In his last and unfinished novel, Patrick White has the seed of what was to be his final epic. With the trademark downbeat feeling that he does so well, the themes of longing and melancholy course through this work and punctuate right at the heart of the social ills that society attempts to hide beneath a veneer of respectability.

Class is the epitome of the social disease and this commentary into the nature of the adults is a parody of the respectability and selflessness they portray, the inherent selfishness of human nature, even in good acts is shown to be most farcical in the face of an innocent child's perception.
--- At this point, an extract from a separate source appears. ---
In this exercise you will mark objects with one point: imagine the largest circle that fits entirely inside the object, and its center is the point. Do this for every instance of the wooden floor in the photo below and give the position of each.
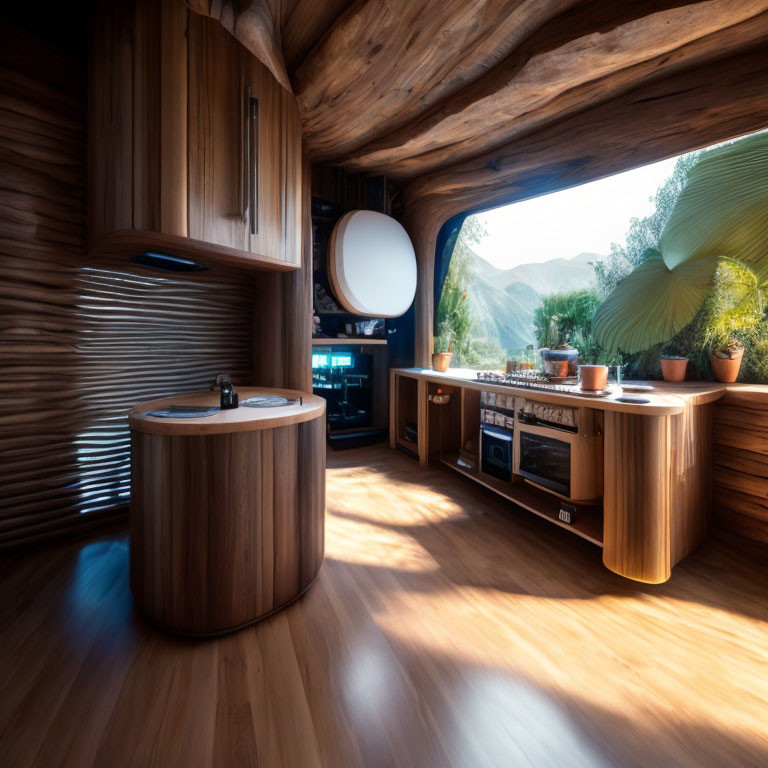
(446, 628)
the character viewpoint changes rapidly and seamlessly as innermost thoughts are explored in brutal honesty. At times, the perspective changes once or twice within the same paragraph but never to the detriment of the narrative flow. The beauty of White's style is that he leaves you in no doubt about what each character is doing or thinking at any time...in a way his style - for me - depicts the all round complete character portrait.

Every character has their bad points exquisitely rendered, be it class prejudice or pure ignorance of circumstance. This is off set with the frighteningly mature voices and views of the children, which are a merciless indictment of life and the circumstances it throws at people.

The juvenile conversations blended in with adult intuitiveness reveal a litany of terrible traits in this raw and uncompromising struggle against loneliness and surrounded by an alien culture.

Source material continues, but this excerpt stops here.